In stark contrast to talk of deflation in the economy, India’s retail inflation, measured by the Consumer Price Index (CPI), grew by 3.36 per cent in August. This is the second straight rise after a 2.36 per cent increase in July. The two put together undermine the growing notion of a deflationary trend taking hold after the CPI growth had decelerated for three months before July. The latest triggers for the rise in prices have been a spike in fruit and vegetable prices as well as a hike in the house rent allowance. Moreover, the impact of the newly introduced goods and services tax (GST) regime has been inflationary. Crucially, core inflation, too, has grown by 4.6 per cent. Most analysts now hold that, notwithstanding a possible easing of food inflation by October, a rate cut by the Reserve Bank of India (RBI) in its next monetary policy review is ruled out.
The RBI, which cut the repo rate by 25 basis points in its last review in August, had crucially maintained a neutral policy stance. It had, as it has done for the most part since demonetisation was announced in November last year, pointed to the uncertainty about the future trajectory of inflation. A key factor weighing on the RBI’s monetary policy committee’s decision was the likely impact of Pay Commission hikes in the current financial year. The roll-out of the GST is another factor that could upset calculations.
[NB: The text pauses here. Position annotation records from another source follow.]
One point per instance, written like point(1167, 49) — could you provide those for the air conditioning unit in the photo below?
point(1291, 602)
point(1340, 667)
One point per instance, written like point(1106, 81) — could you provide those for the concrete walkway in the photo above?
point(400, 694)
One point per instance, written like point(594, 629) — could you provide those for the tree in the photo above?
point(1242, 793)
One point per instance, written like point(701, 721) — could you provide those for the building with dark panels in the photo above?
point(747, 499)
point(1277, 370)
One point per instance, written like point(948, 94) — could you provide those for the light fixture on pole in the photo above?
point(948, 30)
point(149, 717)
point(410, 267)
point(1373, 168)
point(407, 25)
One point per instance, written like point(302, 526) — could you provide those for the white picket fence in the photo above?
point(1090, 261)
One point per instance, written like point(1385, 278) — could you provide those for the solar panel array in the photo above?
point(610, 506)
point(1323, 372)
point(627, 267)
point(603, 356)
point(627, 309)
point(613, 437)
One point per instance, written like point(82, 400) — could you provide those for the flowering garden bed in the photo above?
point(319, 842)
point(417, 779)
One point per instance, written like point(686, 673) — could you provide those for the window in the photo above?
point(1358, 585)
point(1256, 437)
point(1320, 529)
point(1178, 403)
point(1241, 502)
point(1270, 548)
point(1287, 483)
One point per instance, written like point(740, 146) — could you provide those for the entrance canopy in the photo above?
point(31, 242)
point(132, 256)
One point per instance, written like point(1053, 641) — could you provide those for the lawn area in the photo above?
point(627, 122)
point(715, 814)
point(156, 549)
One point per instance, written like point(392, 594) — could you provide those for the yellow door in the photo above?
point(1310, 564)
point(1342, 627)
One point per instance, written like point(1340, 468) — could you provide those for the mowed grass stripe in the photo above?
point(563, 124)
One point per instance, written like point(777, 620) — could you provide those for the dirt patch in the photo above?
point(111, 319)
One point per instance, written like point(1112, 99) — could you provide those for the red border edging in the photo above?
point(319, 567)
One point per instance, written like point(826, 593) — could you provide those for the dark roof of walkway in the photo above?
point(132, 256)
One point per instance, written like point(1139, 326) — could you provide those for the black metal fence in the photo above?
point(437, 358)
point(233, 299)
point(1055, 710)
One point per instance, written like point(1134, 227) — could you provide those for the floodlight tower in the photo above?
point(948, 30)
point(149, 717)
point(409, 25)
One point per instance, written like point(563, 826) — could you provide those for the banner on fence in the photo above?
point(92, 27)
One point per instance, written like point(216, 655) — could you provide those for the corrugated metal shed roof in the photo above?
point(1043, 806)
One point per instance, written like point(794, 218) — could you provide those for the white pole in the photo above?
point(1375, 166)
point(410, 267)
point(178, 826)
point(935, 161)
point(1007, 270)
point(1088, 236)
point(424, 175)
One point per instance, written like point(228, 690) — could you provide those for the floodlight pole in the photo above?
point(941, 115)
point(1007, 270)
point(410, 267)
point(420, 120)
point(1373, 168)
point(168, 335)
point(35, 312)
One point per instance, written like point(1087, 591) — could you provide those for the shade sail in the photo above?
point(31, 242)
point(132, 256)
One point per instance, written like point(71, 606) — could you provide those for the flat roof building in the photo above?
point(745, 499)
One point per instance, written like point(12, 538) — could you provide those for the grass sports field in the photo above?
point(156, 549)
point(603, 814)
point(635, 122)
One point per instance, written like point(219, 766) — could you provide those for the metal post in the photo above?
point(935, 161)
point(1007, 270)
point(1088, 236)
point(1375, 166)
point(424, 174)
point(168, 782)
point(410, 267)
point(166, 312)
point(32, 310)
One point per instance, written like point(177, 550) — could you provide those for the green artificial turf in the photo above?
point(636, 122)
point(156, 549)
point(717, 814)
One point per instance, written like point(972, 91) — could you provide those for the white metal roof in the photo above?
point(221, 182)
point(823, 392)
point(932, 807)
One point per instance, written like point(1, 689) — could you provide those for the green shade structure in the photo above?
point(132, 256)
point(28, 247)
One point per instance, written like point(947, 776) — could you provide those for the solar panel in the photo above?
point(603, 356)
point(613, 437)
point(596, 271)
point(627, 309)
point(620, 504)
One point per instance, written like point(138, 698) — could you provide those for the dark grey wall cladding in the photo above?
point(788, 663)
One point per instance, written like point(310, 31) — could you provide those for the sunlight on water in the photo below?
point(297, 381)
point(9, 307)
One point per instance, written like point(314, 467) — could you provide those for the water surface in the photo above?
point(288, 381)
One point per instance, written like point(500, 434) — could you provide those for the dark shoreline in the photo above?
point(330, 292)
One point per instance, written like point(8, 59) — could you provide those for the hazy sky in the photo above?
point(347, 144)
The RBI has been severely criticised in the recent past by many for overestimating the threat of inflation while disregarding the slowdown in economic growth. There were murmurs that the central bank, in fact, contributed to the slowdown by keeping interest rates too high. The latest data would perhaps justify the RBI’s caution.
Taken together, the two bits of macroeconomic data do not present a happy picture. Rising inflation in the economy almost rules out chances of the RBI coming in to help industrial growth, which continues to disappoint possibly due to the continuing after-effects of demonetisation and the goods and services tax, which continue to disrupt production networks. A turnaround in economic growth, then, is clearly some distance away.